After years of red ink on its balance sheet, EgyptAir Holding will close the fiscal year with more than LE 400 million in profits.
May: Orascom Hotels and Development (OHD) launches two joint-venture charter airlines with Tunisian Karthago Group. Sun Air, with a fleet of three aircraft, began operation in May flying to all domestic airports; regional routes to Lebanon, Jordan, Cyprus, Greece and Turkey are expected to start this year. Koral Blue, starting with two planes, announces plans to fly routes to Europe starting in March 2007.
July: In a small step toward open skies, Minister of Aviation Ahmed Shafiq allows non-Egyptian companies to fly directly into and out of airports at Luxor, Hurghada, Aswan, Sharm El-Sheikh, Taba, Marsa Alam, and Al-Alamein.
August: The Egyptian Airports Company unveils a LE 15 million plan to improve efficiency of the Taba Airport's runways.
September: The government announces a $155 million project to increase the capacity of Hurghada Airport from 4.5 million passengers to 7.5 million per year, starting with the construction of a LE 75 million passenger terminal. Also, Shafiq inaugurates the LE 320 million Luxor Airport terminal, accommodating 7 million passengers each year.
EgyptAir Holding Company signs a $170 million deal with Brazilian aircraft manufacturer Embraer to buy six mid-range aircraft to be used by EgyptAir's ninth subsidiary EgyptAir Express. EgyptAir Express, a low-fare airline expected to start services in April 2007, will service domestic and some Mediterranean Basin routes including Lebanon, Syria, Saudi Arabia, Libya, Greece and Cyprus.

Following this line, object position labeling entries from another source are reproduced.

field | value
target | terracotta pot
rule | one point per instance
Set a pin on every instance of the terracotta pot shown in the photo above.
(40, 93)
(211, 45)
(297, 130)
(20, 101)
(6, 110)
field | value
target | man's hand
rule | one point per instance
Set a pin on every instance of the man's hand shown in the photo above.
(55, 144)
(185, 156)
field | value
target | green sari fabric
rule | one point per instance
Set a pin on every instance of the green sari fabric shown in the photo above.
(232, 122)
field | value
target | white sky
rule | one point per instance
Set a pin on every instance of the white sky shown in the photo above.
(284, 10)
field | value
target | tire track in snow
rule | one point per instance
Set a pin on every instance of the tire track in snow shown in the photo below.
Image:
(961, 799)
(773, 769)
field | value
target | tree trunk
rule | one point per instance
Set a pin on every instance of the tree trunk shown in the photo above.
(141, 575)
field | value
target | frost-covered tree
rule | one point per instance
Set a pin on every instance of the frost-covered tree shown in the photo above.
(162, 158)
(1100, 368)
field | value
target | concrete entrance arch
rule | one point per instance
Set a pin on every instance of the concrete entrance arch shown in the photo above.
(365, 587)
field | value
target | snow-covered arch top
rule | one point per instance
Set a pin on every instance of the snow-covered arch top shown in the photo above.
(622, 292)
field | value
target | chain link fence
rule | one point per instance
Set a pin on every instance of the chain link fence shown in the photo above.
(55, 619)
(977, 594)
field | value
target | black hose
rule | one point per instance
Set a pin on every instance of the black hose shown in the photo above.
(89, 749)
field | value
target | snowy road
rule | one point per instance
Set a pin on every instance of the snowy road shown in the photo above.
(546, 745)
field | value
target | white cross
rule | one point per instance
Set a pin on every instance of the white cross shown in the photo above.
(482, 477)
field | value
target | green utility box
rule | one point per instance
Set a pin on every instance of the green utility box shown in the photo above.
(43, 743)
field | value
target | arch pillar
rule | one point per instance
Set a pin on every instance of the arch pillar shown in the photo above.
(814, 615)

October: Aviation authorities announce that construction on Cairo International Airport's new terminal 3 has been delayed. Originally scheduled to be completed by mid-2007, the new terminal is now expected to be inaugurated by the end of 2007.
November: Low-cost carrier Air Cairo receives the first of four Airbus A320 aircraft for use on its charter routes to the Middle East and Europe. The Airbus deal, worth $220 million, was signed in March to augment Air Cairo's existing fleet of two A321 aircraft on lease from EgyptAir, which owns 40% of the company. The remaining 60% is held by a consortium of Egyptian banks.
Mohamed Tabal, head of the Civil Aviation Ministry's planning department, says that national carrier EgyptAir will increase its fleet from the current 50 to 64 aircraft by 2010. The ministry, he adds, also plans to allocate LE 50 million to improve security in all Egyptian airports in line with the most advanced technologies. Another project will finish covering all of Egypt's airspace with navigational radar; some parts of southwestern Egypt currently lack coverage.